Put together, the message is hard to miss: fewer IPOs are able to hold on to their listing gains, and more are slipping below issue prices. Investor enthusiasm is cooling and the pricing is getting less forgiving.
The data clearly signals a shift from a liquidity-driven IPO cycle to a more fundamentals-led market in the near to mid term, says Axis Capital’s Loonker. It suggests that broad-based listing gains have faded, and investors will now differentiate more aggressively based on business quality, earnings visibility and valuation discipline, until the balance between greed and fear tilts again, he explains.
Loonker is of the opinion that the easy listing gains, as seen during the peak liquidity phase of 2023-25, are unlikely to return in the same broad-based manner. This, according to him, reflects a mix of cyclical and structural shifts; on the one hand is tighter liquidity and weaker secondary market support, and on the other, a more discerning investor base demanding clearer profitability visibility and more reasonable valuations.
“Listing gains will persist, but they are likely to be narrower, more selective, and driven by fundamentals rather than excess liquidity,” Loonker says.
Pranav Haldea, managing director of Prime Database Group, says that for IPOs to happen, markets need a sense of stability or better yet, a bullish undertone. In volatile or bearish conditions, IPO activity tends to dry up quickly.
Right now, “the IPO market has clearly shifted from exuberance to caution”. Ongoing geopolitical tensions have dented investor risk appetite and could weigh on corporate financials as well, says Haldea.
Some market experts say it is less about rushing to list right now and more about getting clarity—once markets settle and the numbers are clearer, activity will pick up, they say.
Neha Agarwal, managing director & head of equity capital markets at JM Financial Institutional Securities, says companies are still working through the impact of the ongoing geopolitical tensions. “That’s why many are choosing to wait; it gives time for markets to stabilize and for the financial impact to become clearer,” she explains.
Agarwal adds that this phase is also sharpening investor behaviour.

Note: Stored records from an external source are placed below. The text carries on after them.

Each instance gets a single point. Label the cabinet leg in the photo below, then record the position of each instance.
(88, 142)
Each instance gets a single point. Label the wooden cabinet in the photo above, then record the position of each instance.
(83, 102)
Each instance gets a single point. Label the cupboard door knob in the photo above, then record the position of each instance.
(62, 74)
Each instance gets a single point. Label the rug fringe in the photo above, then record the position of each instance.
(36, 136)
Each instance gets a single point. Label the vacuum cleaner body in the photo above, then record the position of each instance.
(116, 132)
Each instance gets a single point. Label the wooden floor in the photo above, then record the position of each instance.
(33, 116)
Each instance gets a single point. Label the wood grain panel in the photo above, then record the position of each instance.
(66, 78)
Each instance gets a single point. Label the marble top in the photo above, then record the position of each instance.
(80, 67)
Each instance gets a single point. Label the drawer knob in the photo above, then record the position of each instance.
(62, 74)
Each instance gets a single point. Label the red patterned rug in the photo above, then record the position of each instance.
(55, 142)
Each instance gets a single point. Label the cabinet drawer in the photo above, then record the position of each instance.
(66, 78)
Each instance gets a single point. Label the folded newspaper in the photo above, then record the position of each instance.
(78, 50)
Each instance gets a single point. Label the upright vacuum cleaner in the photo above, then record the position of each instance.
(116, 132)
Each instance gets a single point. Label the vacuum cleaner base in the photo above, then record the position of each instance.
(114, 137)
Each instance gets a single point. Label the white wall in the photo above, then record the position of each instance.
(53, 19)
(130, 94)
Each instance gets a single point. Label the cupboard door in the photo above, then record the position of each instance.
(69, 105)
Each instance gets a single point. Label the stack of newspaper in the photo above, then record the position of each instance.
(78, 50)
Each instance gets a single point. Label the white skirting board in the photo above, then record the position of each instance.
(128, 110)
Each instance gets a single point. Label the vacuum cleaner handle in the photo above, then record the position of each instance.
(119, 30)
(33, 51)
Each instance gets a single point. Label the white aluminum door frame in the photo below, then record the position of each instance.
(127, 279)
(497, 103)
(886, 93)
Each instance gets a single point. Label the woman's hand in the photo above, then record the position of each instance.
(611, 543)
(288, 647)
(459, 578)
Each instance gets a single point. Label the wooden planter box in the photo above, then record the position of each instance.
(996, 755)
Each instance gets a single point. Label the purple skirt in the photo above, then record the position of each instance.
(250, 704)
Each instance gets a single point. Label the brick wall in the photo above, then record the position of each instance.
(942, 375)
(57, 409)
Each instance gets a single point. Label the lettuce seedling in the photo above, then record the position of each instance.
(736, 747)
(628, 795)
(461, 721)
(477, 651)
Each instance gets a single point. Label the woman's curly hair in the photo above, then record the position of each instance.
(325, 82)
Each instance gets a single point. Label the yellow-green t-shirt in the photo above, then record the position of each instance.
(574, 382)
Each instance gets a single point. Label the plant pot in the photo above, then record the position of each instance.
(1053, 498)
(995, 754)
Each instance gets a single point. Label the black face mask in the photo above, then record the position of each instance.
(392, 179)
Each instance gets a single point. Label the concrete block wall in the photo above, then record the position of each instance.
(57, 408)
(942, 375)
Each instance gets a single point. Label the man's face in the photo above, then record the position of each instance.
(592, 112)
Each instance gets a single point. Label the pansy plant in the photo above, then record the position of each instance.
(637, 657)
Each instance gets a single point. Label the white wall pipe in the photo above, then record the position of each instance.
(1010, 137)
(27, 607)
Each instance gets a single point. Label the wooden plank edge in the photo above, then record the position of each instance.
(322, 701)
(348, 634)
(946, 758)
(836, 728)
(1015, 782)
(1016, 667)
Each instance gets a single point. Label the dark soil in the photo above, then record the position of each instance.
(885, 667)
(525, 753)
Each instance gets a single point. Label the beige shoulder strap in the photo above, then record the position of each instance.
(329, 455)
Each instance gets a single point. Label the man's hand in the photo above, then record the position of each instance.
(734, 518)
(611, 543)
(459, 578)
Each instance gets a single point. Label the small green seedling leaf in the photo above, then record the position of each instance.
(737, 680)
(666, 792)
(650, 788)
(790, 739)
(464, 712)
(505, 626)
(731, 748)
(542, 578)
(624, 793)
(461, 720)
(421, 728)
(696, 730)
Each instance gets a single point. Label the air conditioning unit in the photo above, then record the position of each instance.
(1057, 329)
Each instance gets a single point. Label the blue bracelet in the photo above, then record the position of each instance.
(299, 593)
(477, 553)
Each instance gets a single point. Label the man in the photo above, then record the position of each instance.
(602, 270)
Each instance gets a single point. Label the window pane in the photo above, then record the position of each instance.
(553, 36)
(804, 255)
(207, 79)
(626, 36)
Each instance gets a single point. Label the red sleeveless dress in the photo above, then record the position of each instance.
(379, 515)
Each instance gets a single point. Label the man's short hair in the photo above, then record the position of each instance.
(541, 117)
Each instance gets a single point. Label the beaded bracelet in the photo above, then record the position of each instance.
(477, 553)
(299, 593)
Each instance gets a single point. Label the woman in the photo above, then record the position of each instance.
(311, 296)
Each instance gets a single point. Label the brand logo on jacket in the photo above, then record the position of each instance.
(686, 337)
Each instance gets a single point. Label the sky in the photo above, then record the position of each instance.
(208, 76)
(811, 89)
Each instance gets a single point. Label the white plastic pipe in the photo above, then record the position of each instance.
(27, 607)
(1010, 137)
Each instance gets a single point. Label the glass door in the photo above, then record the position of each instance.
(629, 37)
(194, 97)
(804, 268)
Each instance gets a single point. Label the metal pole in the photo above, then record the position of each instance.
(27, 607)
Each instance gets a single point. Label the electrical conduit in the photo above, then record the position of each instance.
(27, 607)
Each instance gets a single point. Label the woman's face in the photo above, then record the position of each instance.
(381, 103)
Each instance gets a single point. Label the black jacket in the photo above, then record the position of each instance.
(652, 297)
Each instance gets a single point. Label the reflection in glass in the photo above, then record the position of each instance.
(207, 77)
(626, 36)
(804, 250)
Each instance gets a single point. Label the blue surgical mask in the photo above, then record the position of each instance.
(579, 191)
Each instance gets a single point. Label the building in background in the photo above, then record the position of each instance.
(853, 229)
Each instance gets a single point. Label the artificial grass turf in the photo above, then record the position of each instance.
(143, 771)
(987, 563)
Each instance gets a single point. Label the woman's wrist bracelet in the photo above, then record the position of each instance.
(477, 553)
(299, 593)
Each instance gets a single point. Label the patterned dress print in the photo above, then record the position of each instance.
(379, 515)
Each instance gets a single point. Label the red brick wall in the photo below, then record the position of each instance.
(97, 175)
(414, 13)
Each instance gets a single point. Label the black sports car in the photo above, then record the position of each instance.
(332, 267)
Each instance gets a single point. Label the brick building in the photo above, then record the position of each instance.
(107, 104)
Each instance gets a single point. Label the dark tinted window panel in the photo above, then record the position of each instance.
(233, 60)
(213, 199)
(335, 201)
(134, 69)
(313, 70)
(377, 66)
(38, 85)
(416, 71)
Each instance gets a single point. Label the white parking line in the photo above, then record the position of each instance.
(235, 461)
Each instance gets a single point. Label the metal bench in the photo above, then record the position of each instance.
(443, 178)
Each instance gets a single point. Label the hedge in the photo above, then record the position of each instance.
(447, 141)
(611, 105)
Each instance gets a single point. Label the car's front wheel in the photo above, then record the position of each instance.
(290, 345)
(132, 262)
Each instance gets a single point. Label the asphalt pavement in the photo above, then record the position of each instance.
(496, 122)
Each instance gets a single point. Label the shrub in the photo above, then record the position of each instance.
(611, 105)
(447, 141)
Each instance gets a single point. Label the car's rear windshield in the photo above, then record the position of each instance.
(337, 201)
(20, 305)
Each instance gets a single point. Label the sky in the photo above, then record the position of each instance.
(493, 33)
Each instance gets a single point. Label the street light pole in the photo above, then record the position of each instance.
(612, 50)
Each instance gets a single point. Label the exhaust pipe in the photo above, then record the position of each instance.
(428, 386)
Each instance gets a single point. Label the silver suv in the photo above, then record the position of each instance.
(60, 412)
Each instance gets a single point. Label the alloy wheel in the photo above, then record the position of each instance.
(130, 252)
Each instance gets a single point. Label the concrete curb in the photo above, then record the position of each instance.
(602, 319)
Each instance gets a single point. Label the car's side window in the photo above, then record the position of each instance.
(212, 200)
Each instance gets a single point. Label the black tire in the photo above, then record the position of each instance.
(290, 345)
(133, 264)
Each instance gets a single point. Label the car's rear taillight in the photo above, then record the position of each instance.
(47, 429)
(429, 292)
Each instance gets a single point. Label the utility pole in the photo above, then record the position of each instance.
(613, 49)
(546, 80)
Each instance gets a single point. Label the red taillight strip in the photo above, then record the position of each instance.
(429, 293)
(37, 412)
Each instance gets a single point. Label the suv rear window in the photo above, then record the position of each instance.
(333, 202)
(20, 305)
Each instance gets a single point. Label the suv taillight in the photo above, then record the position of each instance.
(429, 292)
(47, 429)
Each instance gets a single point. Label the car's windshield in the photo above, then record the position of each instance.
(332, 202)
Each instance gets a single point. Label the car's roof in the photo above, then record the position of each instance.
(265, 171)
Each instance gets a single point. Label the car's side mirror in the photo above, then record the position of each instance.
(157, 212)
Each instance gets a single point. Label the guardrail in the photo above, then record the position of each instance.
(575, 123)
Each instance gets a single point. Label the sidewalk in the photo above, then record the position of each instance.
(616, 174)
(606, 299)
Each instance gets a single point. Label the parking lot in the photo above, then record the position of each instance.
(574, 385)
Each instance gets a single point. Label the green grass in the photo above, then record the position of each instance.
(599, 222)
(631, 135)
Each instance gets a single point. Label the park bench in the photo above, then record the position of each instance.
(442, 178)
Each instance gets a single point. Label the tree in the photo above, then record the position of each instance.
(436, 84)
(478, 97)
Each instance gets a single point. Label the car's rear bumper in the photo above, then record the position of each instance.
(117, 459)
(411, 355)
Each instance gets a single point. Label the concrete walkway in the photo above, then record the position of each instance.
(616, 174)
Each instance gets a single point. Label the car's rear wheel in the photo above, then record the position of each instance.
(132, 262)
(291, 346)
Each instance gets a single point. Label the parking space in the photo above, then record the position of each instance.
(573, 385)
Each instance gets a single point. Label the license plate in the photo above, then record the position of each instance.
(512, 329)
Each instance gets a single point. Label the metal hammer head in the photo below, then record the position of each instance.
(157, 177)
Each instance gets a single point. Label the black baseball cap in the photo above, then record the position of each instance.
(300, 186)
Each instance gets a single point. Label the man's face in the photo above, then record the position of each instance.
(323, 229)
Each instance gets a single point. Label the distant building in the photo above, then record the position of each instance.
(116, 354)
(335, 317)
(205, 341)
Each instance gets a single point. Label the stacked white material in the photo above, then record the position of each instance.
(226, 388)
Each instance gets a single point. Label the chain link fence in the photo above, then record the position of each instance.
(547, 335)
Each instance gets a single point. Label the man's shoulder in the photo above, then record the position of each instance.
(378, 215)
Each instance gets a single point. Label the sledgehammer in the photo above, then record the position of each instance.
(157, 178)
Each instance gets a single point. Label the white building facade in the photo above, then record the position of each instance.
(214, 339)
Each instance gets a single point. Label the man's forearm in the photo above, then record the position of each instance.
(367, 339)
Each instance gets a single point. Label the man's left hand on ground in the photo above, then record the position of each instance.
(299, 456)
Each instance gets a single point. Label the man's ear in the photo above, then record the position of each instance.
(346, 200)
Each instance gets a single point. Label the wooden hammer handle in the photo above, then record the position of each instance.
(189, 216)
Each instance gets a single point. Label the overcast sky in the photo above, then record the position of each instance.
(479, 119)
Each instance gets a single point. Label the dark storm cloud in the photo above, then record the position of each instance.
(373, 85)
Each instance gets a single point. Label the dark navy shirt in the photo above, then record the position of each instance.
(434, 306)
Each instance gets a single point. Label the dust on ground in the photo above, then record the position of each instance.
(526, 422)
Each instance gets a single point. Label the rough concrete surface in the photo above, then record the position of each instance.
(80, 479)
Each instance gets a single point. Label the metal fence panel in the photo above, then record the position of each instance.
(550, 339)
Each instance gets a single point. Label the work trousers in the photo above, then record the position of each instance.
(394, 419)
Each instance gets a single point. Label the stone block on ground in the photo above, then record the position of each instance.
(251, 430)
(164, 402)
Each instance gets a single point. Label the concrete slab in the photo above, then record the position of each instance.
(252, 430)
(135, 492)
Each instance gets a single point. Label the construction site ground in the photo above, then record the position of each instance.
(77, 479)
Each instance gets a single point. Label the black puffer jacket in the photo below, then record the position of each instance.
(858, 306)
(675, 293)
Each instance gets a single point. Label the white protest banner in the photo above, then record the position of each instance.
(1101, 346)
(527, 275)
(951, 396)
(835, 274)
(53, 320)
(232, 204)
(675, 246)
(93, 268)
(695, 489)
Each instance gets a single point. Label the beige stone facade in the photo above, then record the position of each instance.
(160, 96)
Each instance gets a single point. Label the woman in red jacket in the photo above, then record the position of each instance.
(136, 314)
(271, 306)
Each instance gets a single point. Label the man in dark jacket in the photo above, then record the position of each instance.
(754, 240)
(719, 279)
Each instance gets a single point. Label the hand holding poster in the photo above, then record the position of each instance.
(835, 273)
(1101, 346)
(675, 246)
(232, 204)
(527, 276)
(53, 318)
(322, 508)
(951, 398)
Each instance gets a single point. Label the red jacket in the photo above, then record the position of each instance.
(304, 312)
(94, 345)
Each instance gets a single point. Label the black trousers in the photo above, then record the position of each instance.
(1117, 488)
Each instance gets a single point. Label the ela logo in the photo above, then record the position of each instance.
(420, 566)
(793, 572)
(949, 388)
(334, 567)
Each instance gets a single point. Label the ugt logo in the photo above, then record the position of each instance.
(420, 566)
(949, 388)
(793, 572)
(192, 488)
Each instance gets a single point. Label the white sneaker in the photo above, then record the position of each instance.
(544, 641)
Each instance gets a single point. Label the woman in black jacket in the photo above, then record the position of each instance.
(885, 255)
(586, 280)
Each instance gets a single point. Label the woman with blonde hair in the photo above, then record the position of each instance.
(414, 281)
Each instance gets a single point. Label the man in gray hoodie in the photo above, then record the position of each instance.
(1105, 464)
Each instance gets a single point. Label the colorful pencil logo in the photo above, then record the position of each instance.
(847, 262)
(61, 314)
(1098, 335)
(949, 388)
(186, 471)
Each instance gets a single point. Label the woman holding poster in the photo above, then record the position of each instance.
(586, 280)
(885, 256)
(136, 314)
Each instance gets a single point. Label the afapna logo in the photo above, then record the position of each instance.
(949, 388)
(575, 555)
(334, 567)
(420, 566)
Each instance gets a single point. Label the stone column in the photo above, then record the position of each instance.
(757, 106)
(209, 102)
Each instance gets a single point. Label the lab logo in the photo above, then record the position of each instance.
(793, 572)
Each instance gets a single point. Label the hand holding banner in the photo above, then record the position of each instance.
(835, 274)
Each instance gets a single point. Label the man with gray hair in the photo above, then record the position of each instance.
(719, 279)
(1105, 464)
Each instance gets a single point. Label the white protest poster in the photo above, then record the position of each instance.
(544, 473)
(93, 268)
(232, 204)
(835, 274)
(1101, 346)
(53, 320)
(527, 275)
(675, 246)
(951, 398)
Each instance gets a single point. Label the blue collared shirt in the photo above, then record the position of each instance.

Filters are only getting stronger now, especially for businesses where the impact could linger on the P&L for longer. She sees this phase as a good clean-up for the market.
Even if IPOs have slowed and listing gains have cooled off, the groundwork is still happening. “Companies are out there meeting investors and doing roadshows; the intent is intact, just that valuation conversations are on hold for now,” Agarwal adds. In her opinion, the biggest challenge for companies in this kind of market is timing the window more than anything else.
At the same time, Agarwal sees the shift in sentiment as a healthy one. “The euphoric IPO phase is behind us, but that’s not necessarily negative—capital is now getting more selective, moving toward sectors with stronger fundamentals and clearly favouring larger, more established large- and mid-cap companies.”
The pipeline of issues continues to be staggering, with 144 companies proposing to raise around ₹1.75 trillion waiting to hit the market after receiving approval from the Securities and Exchange Board of India (Sebi), India’s market regulator. Another 63 companies looking to raise around ₹1.37 trillion are awaiting approval, according to a Prime Database report of 31 March.
Amid the recent volatility, issuers are largely in wait-and-watch mode.
Given that an IPO is a once-in-a-lifetime event, market participants believe many would rather let approvals lapse than risk launching into a volatile or bearish market.
As many as 38 companies, including SBI Funds Management and Manipal Health Enterprises, filed preliminary IPO papers with Sebi last month, pointing to improving issuer sentiment, even as regulatory timelines played a role in the spike, as per reports. This is a sharp jump from 22 filings in March 2025 and 16 in March 2024, Sebi data showed, signalling a much stronger pipeline of upcoming public issues, reports stated.